For these reasons, the scene does not come across to me as punishment of Meg for her sexuality. Meg is goading an inferior torturer. She's suffering physical pain, yes, but Christian hasn't begun to touch the rest of her -- hasn’t begun to actually punish her for anything. She was trained by "Picasso with a razor," after all. This show has a history of multiple female characters with agency and motivations that have nothing to do with men. Female sexuality is portrayed as a healthy, no-strings expression where women more often than not initiate sex, and are no more shamed for their sexuality than men, let alone killed for it. Given that history, I don't buy that the writers on a meta level are suddenly (even unconsciously) using this episode to punish a sexual woman character. Maybe it would be true on another show, but on this one and in this episode in particular, that reading strikes me as shallowly applied.
4.
“Caged Heat” further solidifies the long-running connections between Dean and Meg and torture. The first time Dean is shown torturing someone it's Meg, in season one's "Devil's Trap." He has her tied to a chair under a devil’s trap, and orders Sam to recite an exorcism, intending to use the pain and threat of the exorcism to torture her for information on their father's location. In the end they finish the exorcism, sending her back to Hell, where, as Ruby puts in it in season three, Hell is Hell, even for demons.

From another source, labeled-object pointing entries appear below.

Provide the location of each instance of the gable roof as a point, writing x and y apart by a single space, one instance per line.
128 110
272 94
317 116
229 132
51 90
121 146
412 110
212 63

In “Born Under a Bad Sign,” Meg, wearing Sam, starts to torture Dean in revenge, telling him: "All that I had to hold onto was that I would climb out one day, and that I was going to torture you, nice and slow. Like pulling the wings off an insect." She's thwarted by Bobby and sent back to hell again, only to return allied with Lucifer in season 5. In 5.10, Meg gleefully sets hellhounds after Dean in particular, calling them his "favorite" -- a jab pointed at his manner of death in season 3.
However, Dean's the one who stops Christian's torture of Meg in 6.10. He frees Meg from the table without much hesitation, and he's willing to trust Meg with the demon-killing knife and condone her torture of Crowley to get Sam's soul back. Dean and Meg are tied together now more than ever before, both mentored by Alastair, both presumably tortured by him, both initially motivated by loyalty to their fathers, now both on their own. At this point they've each tortured the other at least once. In hell, Dean managed to retain his humanity, most likely due only to the divine intervention provided by Castiel's rescue. Meg wasn't so lucky.
I realize many people might disagree with some of my points. I totally respect that and welcome all comments.